Bild: Mal nicht die strahlende Siegerin: Marine Le Pen
Wer hätte das gedacht? Die Altlinken, sie können es noch. Am Dienstagabend
jedenfalls ging einer von ihnen als klarer [1][Sieger der großen
Fernsehdebatte] vor der französischen Präsidentenwahl hervor. Jean-Luc
Mélenchon, der Vorsitzende des sozialistischen Parti de Gauche, wetterte
nach allen Seiten und riss die Debatte so dermaßen an sich, dass der
Linksliberale Emmanuel Macron nur noch dreinschauen konnte wie ein
verstörtes Kaninchen.
Macron kann gut zuhören, er kann Dialog, ist kein Starrkopf. Aber gerade
das dürfte dazu beigetragen haben, dass er in den spätabendlichen Umfragen
nur auf Platz zwei landete hinter Mélenchon, der ein gutes Gespür für die
Schwächen seiner Gegner hat – weshalb er auch den sozialdemokratischen
Kollegen Benoît Hamon in die Bedeutungslosigkeit versenkte – und sich
gleichzeitig nicht zu schade für Pathos ist: „Ich habe mein Leben dem
französischen Volk gewidmet.“
Auch Mélenchon bedient sich des Narrativs, dass das französische Volk
beschützt werden müsse. Mit dem Argument, man müsse gegebenenfalls das
Paket EU wieder aufschnüren, dominierte er zumindest den Europa-Teil der
Debatte. Macron hielt tapfer dagegen, aber sein Problem ist nun einmal,
dass in jedem zweiten Satz Europa vorkommt, gepaart mit Aufschwung,
Investitionen und Fortschritt. Und womöglich hat er jetzt den Punkt
erreicht, an dem das in den Ohren der Wähler nur noch abstraktes Rauschen
erzeugt.
Dass Mélenchon sich profilieren konnte, indem er den good cop des
Linkspopulismus neben der Rechtspopulistin Marine Le Pen gab, zeigt auch
das größte Defizit des Formats grand débat: Es hilft bevorzugt denjenigen,
deren Talent im Polarisieren und Überspitzen liegt. Es ging um Angriff und
Verteidigung, weniger um Argumente. Macron, dem mancher nachsagt, eine
seiner größeren Leistungen als Minister sei die Einführung neuer Buslinien
gewesen, hatte mit seinem fröhlich-streberhaften Pragmatismus keine Chance.
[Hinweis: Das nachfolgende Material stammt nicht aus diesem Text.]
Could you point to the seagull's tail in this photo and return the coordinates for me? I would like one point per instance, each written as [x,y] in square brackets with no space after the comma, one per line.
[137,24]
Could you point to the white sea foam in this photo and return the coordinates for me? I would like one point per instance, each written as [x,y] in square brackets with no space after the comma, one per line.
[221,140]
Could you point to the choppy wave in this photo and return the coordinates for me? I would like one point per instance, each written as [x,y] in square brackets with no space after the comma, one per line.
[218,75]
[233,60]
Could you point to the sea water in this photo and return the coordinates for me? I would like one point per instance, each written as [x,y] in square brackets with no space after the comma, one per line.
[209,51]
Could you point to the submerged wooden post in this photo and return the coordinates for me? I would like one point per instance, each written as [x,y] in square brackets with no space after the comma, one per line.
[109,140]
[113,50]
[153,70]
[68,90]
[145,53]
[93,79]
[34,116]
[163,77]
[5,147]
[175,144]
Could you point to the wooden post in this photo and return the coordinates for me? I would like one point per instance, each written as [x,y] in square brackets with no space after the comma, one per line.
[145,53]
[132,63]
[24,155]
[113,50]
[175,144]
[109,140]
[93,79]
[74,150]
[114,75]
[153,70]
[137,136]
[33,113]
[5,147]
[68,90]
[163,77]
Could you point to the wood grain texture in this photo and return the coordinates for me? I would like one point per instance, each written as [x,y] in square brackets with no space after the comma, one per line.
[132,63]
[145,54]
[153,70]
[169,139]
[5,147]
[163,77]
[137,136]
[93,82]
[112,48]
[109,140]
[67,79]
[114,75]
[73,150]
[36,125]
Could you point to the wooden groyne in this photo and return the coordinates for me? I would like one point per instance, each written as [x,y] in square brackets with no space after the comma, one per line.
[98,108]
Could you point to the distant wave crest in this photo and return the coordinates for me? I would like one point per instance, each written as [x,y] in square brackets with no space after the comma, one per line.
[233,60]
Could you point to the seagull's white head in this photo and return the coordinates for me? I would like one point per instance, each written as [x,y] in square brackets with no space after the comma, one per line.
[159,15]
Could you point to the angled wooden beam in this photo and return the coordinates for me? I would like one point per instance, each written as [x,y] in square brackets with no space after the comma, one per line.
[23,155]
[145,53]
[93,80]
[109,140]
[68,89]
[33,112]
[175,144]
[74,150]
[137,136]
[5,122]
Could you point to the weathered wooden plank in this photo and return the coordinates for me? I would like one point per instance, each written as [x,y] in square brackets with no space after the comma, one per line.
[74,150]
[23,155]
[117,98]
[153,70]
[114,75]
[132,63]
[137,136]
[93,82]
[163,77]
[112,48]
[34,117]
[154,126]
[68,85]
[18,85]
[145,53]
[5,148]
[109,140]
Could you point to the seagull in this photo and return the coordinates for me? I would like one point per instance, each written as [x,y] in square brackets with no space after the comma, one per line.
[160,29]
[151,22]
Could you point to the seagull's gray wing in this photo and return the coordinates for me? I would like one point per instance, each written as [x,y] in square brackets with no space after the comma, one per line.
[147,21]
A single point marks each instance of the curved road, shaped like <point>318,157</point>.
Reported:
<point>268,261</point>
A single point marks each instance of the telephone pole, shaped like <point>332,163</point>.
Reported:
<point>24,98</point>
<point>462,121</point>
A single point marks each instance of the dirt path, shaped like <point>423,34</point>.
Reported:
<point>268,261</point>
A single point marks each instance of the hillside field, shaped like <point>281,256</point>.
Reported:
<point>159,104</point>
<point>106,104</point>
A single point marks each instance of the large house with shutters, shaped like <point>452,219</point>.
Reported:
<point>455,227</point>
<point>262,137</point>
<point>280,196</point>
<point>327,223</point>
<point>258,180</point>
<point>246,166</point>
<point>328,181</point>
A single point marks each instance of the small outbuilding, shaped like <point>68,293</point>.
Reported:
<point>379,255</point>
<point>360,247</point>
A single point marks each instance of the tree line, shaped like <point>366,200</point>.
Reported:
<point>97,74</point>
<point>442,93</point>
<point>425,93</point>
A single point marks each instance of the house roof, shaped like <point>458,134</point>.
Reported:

## Wenigstens verlor auch Le Pen
Das einzig Gute an diesem Abend war: Marine Le Pen verlor. Zwar hatte sie
mit die meiste Redezeit, wirkte aber unvorbereitet und quengelig. Die
Empörungsmaschine bedienten diesmal andere, allen voran eben Mélenchon. Da
wagte sich sogar Macron so weit hinaus, Le Pen vorzuhalten, sie erzähle
dieselben Lügen wie ihr Vater. Damit wirkte er dennoch nicht präsidialer
als der großpolterige Sozialist; ebenso wenig François Fillon, der
angestrengt seriös wirken wollte, stattdessen aber zur Wachsfigur verkam.
Trotz der an der Überschreitung der Redezeit verzweifelnden Moderatorinnen:
Auch hierzulande sollte es statt schnöder Talkshowverschnitte mal eine
solche große Runde vor der Wahl geben. Eine Minute ist zwar kurz, aber man
mag gar nicht glauben, wie viel Selbstoffenbarung darin steckt – ob nun
gewollt oder gerade krampfhaft zu verhindern versucht. Dass sich Marine Le
Pen in dieser Reihenfolge als „Französin, Mutter,
Präsidentschaftskandidatin“ vorstellte, war zwar nicht überraschend, aber
sagt doch viel über sie aus.
In Frankreich jedenfalls ist jetzt wieder alles noch viel offener als
ohnehin schon. Macron wird sich überlegen müssen, wie er künftig auftreten
kann, wenn er verhindern will, dass Mélenchon ihn tatsächlich überholt.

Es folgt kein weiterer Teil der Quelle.